Monday, November 11, 2013

Either way, there's nothing wrong with your body

The Guardian rounds up a list of the body parts you didn't know you had.

A thigh gap does not mean that your body is underweight. Everyone is built differently, and some people naturally have one. If we're going to declare war, can we declare war on superficiality and objectification, and not on specific characteristics? Let's acknowledge that the thigh gap obsession is Not a Good Thing without stigmatizing the gap itself or blowing it out of proportion. That last article gets it right:
No, it is not a widespread trend and, no, not every single female between the ages of 14 and 29 is obsessed with ensuring that their thighs don't touch any more than every single female thinks it is totally normal to wear 5in Louboutin heels every day (or ever). What it is, though, is an example of yet another form of body hatred that has been successfully marketed to vulnerable girls and women... 
and
But to suggest that there is a dichotomy between having body neuroses and being intellectually stimulated isn't fair and misunderstands the problem here... When I was a teenager in the 90s, I happily read Charlotte Brontë and Chaim Potok novels, but simultaneously became so obsessed with having a flat stomach when I was 14 that I pretty much stopped eating for a decade. Turns out that intellectual pursuits are no guarantee of good mental health. To reduce body obsession to empty-headed narcissism feels like yet another way to criticise women and girls.
 and
...I remember reading an article in US Vogue several years ago by a British writer in her late 30s about her devastation that she no longer had a gap between her thighs after having had two children.
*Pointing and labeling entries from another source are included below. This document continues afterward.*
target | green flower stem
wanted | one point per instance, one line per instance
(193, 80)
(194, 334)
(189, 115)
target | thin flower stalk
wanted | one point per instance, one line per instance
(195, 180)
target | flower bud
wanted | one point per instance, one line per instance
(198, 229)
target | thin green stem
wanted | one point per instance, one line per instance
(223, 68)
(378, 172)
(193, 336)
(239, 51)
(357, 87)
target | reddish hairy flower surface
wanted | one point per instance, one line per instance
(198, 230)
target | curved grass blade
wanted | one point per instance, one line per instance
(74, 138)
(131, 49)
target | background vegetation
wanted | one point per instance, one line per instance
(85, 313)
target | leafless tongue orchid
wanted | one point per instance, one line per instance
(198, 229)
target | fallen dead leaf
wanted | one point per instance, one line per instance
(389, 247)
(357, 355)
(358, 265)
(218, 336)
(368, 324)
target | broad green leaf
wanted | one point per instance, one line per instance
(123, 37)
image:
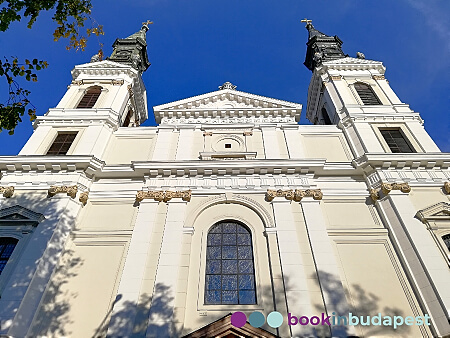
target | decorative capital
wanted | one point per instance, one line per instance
(164, 195)
(294, 195)
(7, 191)
(70, 190)
(227, 85)
(84, 197)
(447, 187)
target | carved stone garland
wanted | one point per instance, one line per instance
(70, 190)
(386, 188)
(294, 195)
(7, 191)
(164, 195)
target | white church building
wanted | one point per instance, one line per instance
(111, 229)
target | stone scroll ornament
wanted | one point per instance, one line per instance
(70, 190)
(386, 188)
(294, 195)
(7, 191)
(164, 196)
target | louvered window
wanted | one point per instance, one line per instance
(446, 240)
(230, 272)
(90, 97)
(62, 143)
(7, 245)
(366, 94)
(396, 141)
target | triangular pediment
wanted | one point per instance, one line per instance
(228, 106)
(435, 212)
(223, 328)
(19, 214)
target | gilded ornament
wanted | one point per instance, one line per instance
(7, 191)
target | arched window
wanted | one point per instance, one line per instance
(326, 117)
(366, 94)
(90, 97)
(230, 273)
(7, 245)
(446, 240)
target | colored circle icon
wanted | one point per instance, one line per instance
(238, 319)
(275, 319)
(256, 319)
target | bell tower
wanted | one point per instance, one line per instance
(354, 94)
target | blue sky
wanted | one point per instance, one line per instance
(259, 45)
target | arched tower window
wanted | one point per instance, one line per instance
(90, 97)
(7, 245)
(446, 240)
(366, 94)
(230, 272)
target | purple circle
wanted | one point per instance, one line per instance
(238, 319)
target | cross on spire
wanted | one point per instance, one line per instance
(308, 22)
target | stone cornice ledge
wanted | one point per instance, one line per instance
(25, 163)
(401, 161)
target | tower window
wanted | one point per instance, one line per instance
(326, 117)
(90, 97)
(230, 273)
(446, 240)
(366, 94)
(7, 245)
(396, 141)
(62, 143)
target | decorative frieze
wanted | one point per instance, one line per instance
(164, 195)
(7, 191)
(447, 187)
(294, 195)
(70, 190)
(386, 188)
(84, 197)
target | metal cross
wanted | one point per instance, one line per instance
(305, 20)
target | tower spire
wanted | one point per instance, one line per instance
(133, 49)
(321, 47)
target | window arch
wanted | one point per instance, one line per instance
(366, 94)
(230, 270)
(7, 245)
(90, 97)
(446, 239)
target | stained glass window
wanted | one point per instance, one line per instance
(230, 273)
(7, 245)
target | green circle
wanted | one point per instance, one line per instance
(275, 319)
(256, 319)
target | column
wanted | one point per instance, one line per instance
(293, 271)
(125, 309)
(161, 315)
(326, 265)
(430, 271)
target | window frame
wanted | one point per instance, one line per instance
(201, 305)
(238, 274)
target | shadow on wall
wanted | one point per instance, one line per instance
(38, 259)
(365, 303)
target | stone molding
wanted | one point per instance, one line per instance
(164, 195)
(447, 187)
(70, 190)
(7, 191)
(294, 195)
(386, 188)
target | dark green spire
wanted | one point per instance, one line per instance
(321, 47)
(132, 50)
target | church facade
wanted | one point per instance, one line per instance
(108, 228)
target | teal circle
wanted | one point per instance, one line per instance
(275, 319)
(256, 319)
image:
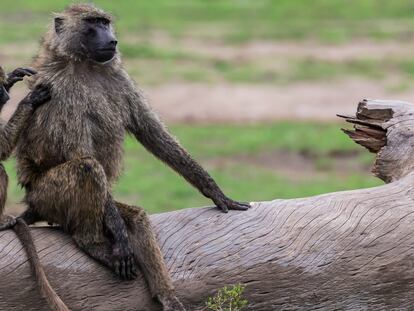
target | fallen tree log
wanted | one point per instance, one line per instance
(350, 250)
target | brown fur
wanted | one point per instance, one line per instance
(2, 76)
(8, 138)
(70, 153)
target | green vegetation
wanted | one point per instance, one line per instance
(228, 299)
(166, 41)
(234, 156)
(151, 34)
(236, 20)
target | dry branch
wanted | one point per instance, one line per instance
(348, 250)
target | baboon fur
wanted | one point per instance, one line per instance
(70, 153)
(9, 134)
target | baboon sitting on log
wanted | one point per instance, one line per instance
(9, 134)
(70, 153)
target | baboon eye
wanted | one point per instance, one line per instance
(91, 32)
(97, 20)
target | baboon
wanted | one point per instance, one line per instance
(9, 134)
(70, 152)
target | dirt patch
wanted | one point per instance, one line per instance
(204, 103)
(297, 166)
(253, 50)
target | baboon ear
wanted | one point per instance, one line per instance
(58, 24)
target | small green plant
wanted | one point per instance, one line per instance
(228, 299)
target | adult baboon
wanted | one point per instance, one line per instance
(71, 152)
(9, 133)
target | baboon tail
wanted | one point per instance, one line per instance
(23, 232)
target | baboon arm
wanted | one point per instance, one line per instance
(10, 132)
(145, 125)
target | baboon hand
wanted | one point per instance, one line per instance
(18, 75)
(225, 204)
(124, 262)
(171, 303)
(37, 97)
(7, 222)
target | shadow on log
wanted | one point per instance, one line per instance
(348, 250)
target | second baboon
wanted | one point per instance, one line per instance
(70, 153)
(9, 134)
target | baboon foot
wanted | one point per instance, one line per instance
(123, 261)
(171, 303)
(7, 222)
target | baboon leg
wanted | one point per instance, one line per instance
(6, 221)
(30, 216)
(148, 255)
(74, 195)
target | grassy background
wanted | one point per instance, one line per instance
(156, 40)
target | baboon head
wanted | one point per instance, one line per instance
(83, 32)
(4, 96)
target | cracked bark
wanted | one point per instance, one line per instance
(349, 250)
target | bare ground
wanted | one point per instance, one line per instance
(183, 102)
(223, 102)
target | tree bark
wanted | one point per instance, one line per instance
(348, 250)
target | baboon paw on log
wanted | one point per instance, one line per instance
(71, 154)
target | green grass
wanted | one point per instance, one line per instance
(232, 20)
(149, 183)
(153, 61)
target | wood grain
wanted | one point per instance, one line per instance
(348, 250)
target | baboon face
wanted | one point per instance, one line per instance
(4, 96)
(86, 34)
(99, 39)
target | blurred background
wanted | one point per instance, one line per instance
(250, 88)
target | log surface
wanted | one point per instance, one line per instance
(348, 250)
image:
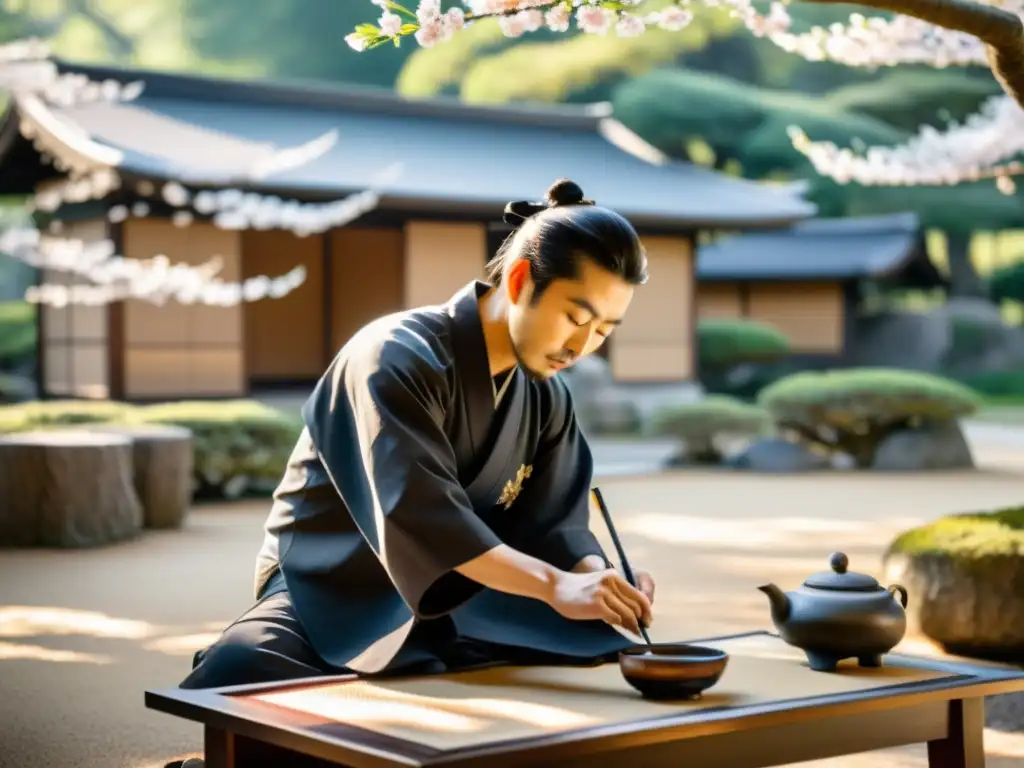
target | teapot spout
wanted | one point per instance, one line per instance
(779, 602)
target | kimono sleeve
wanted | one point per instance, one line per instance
(563, 469)
(377, 420)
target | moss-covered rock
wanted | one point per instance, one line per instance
(965, 574)
(854, 410)
(239, 445)
(701, 426)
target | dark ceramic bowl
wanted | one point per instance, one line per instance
(667, 671)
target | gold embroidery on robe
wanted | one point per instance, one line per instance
(513, 486)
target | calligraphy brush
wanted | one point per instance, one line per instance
(627, 570)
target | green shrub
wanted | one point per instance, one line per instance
(1007, 284)
(970, 536)
(996, 385)
(17, 332)
(701, 425)
(56, 414)
(727, 343)
(239, 445)
(15, 389)
(854, 410)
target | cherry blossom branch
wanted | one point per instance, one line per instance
(1000, 31)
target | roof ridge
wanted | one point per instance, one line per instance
(323, 94)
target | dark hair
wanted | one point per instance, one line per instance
(555, 235)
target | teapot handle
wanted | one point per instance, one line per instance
(902, 593)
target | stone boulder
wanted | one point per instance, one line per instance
(897, 339)
(931, 446)
(969, 605)
(964, 336)
(601, 407)
(777, 455)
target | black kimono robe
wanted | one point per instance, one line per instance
(406, 470)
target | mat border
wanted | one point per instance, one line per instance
(224, 709)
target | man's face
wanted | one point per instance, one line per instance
(571, 318)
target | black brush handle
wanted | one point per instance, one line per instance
(627, 570)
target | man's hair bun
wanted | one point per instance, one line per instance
(565, 193)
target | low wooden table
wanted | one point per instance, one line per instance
(768, 709)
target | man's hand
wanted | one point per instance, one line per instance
(603, 594)
(645, 582)
(592, 563)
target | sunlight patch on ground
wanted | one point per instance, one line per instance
(33, 621)
(181, 645)
(757, 532)
(27, 652)
(1004, 744)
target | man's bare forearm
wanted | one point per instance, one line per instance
(507, 569)
(590, 564)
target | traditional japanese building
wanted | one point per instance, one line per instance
(193, 169)
(812, 281)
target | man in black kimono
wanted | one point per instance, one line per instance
(434, 513)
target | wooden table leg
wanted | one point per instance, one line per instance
(218, 749)
(964, 747)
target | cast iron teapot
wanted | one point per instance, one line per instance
(836, 615)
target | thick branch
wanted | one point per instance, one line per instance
(1001, 32)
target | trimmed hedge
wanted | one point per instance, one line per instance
(240, 445)
(971, 536)
(699, 425)
(855, 410)
(726, 343)
(17, 332)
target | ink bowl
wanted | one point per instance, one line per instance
(672, 671)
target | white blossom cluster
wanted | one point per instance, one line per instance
(27, 72)
(27, 68)
(983, 147)
(430, 26)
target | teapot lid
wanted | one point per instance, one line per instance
(839, 579)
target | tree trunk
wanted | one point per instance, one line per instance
(964, 279)
(70, 488)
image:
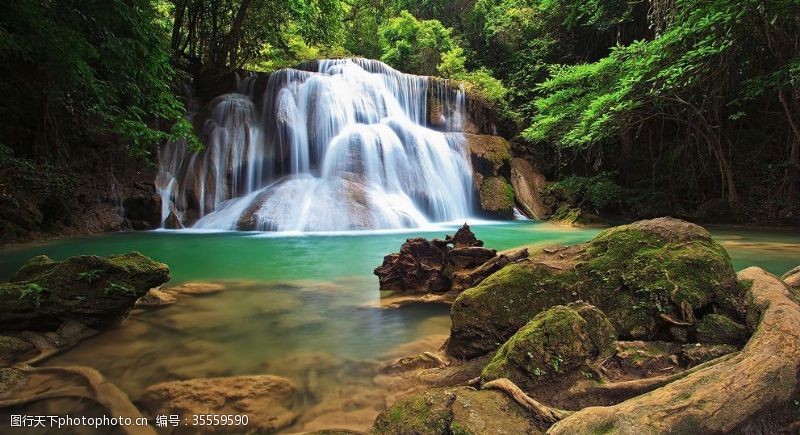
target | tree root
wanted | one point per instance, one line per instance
(545, 413)
(749, 391)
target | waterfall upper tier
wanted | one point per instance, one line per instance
(342, 144)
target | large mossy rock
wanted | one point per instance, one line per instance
(459, 411)
(753, 391)
(96, 291)
(558, 341)
(647, 277)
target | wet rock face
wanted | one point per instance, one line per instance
(649, 278)
(459, 410)
(266, 400)
(437, 266)
(529, 187)
(417, 268)
(556, 342)
(96, 291)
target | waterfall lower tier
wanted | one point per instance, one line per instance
(343, 147)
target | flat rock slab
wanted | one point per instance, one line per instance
(268, 401)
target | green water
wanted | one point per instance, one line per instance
(293, 301)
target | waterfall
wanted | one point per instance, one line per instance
(339, 144)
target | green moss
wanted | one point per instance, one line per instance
(635, 276)
(605, 428)
(720, 329)
(485, 316)
(556, 341)
(427, 412)
(493, 149)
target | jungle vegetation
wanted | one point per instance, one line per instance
(643, 107)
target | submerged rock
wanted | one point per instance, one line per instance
(460, 410)
(268, 401)
(439, 266)
(646, 277)
(417, 268)
(95, 291)
(557, 341)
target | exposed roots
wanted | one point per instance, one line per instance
(545, 413)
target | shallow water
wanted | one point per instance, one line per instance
(293, 304)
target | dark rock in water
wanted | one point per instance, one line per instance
(470, 257)
(172, 222)
(647, 277)
(464, 238)
(417, 268)
(424, 266)
(95, 291)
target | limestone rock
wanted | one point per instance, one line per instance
(646, 277)
(529, 187)
(95, 291)
(460, 410)
(497, 197)
(720, 329)
(557, 341)
(753, 391)
(268, 401)
(417, 268)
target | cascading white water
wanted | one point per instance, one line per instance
(340, 148)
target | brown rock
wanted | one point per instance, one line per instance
(529, 187)
(463, 238)
(753, 391)
(470, 257)
(268, 401)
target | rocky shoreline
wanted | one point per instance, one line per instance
(644, 328)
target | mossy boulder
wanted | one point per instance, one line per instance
(647, 277)
(556, 342)
(95, 291)
(485, 316)
(457, 411)
(720, 329)
(657, 273)
(497, 198)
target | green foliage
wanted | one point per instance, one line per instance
(89, 276)
(34, 291)
(69, 69)
(597, 192)
(413, 45)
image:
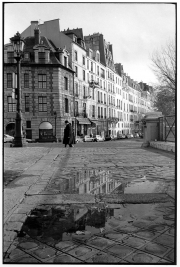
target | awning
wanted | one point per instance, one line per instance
(96, 122)
(45, 125)
(83, 121)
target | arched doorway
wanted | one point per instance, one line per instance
(45, 131)
(10, 128)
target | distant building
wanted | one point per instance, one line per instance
(83, 84)
(47, 88)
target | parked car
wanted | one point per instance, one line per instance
(98, 138)
(136, 135)
(28, 140)
(87, 138)
(129, 136)
(79, 139)
(108, 138)
(8, 138)
(47, 139)
(121, 136)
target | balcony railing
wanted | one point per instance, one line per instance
(82, 114)
(113, 119)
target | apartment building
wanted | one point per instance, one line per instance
(102, 98)
(47, 88)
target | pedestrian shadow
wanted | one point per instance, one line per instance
(168, 154)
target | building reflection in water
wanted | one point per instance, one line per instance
(91, 182)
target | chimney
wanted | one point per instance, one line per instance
(37, 36)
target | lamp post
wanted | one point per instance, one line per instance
(55, 117)
(18, 45)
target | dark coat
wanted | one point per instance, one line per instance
(68, 135)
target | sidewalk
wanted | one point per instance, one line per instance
(167, 146)
(130, 221)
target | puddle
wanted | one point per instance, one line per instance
(79, 222)
(102, 182)
(142, 187)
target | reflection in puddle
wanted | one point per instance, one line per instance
(141, 186)
(102, 182)
(89, 182)
(65, 223)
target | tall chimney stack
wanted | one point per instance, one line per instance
(37, 36)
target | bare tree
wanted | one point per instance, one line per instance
(164, 66)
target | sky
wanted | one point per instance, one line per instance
(135, 30)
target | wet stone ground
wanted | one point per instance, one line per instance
(103, 232)
(98, 233)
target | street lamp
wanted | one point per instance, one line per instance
(18, 45)
(55, 117)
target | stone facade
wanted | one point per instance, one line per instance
(54, 91)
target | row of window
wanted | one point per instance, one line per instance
(42, 104)
(42, 81)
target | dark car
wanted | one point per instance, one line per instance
(121, 136)
(108, 138)
(48, 139)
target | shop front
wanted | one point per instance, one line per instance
(46, 132)
(83, 126)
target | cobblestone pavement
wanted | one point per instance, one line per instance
(95, 203)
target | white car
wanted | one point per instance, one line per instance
(87, 138)
(8, 138)
(98, 138)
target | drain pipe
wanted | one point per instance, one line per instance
(75, 128)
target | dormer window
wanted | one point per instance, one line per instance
(10, 57)
(41, 57)
(65, 62)
(75, 39)
(26, 56)
(98, 57)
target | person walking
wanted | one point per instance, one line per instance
(68, 135)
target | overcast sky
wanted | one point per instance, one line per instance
(134, 29)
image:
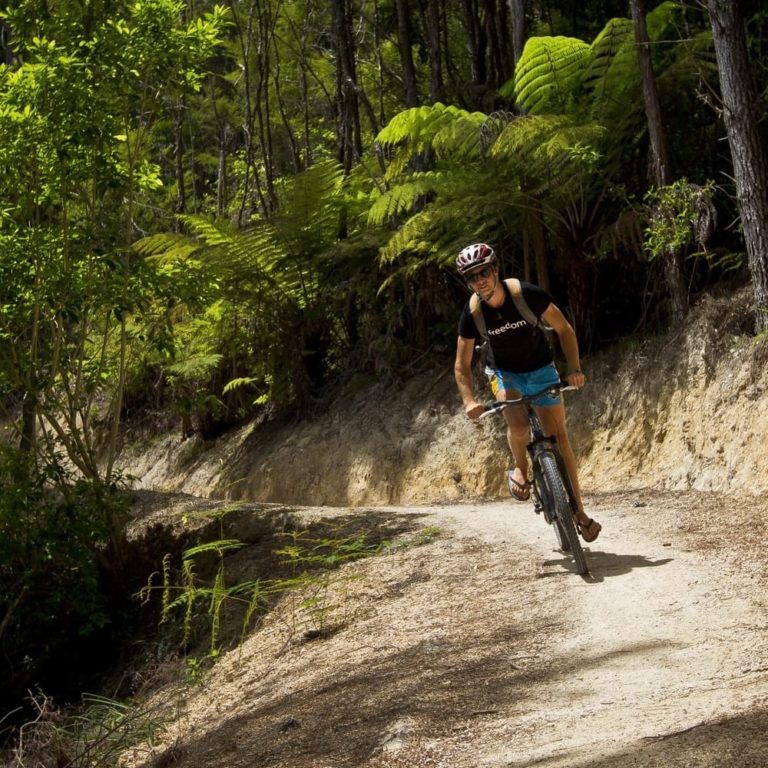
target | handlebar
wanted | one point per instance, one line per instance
(497, 405)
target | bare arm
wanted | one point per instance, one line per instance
(556, 320)
(462, 370)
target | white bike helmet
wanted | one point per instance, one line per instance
(473, 256)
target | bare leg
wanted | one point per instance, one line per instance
(517, 437)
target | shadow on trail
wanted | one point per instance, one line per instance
(735, 741)
(601, 565)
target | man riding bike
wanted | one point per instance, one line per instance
(519, 361)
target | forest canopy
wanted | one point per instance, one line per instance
(229, 211)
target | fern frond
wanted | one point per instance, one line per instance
(446, 129)
(548, 72)
(311, 206)
(402, 198)
(615, 38)
(166, 247)
(196, 366)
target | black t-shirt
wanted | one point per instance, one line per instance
(513, 344)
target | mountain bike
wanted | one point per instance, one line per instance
(552, 491)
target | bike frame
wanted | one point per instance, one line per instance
(541, 443)
(544, 451)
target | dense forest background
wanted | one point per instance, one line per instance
(224, 212)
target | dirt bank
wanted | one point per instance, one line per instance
(686, 410)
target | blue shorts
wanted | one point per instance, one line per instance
(525, 383)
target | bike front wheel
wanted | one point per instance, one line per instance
(554, 495)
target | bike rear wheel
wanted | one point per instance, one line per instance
(560, 511)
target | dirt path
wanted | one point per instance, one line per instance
(479, 648)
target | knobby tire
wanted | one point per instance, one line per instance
(561, 512)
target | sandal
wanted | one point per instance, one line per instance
(590, 530)
(520, 491)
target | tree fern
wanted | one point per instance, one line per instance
(402, 198)
(547, 73)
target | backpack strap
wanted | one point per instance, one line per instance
(522, 305)
(477, 315)
(516, 291)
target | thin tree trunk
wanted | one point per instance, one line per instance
(677, 295)
(433, 14)
(405, 44)
(750, 160)
(517, 12)
(181, 189)
(348, 110)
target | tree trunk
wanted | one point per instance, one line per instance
(517, 12)
(750, 165)
(580, 275)
(677, 295)
(405, 44)
(432, 18)
(349, 142)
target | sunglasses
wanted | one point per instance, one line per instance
(481, 274)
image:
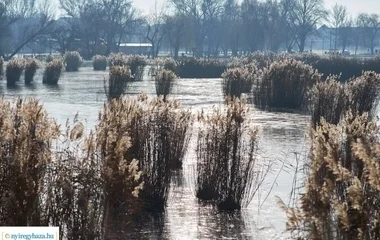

Incidentally, this writer studied at Oxford: clearly, as has been repeatedly proved throughout British history, that is no guarantee of intelligence or even common sense, but it does reinforce the point that intellectual stimulation is not a guaranteed medicine against body obsession.
To bring it home:
No one can stop women and girls hating their bodies, no matter how many novels they read. But what we – the adults who don't obsess over thigh flesh – can do is to keep reinforcing the message to young people that to be strong and healthy is a good thing and to be frail and sickly is dangerous, and that anyone who feels differently is not to be hated but to be pitied. And, most of all, we need to live by our words and set the example accordingly. Because, ultimately, a life spent measuring your thighs is a life wasted.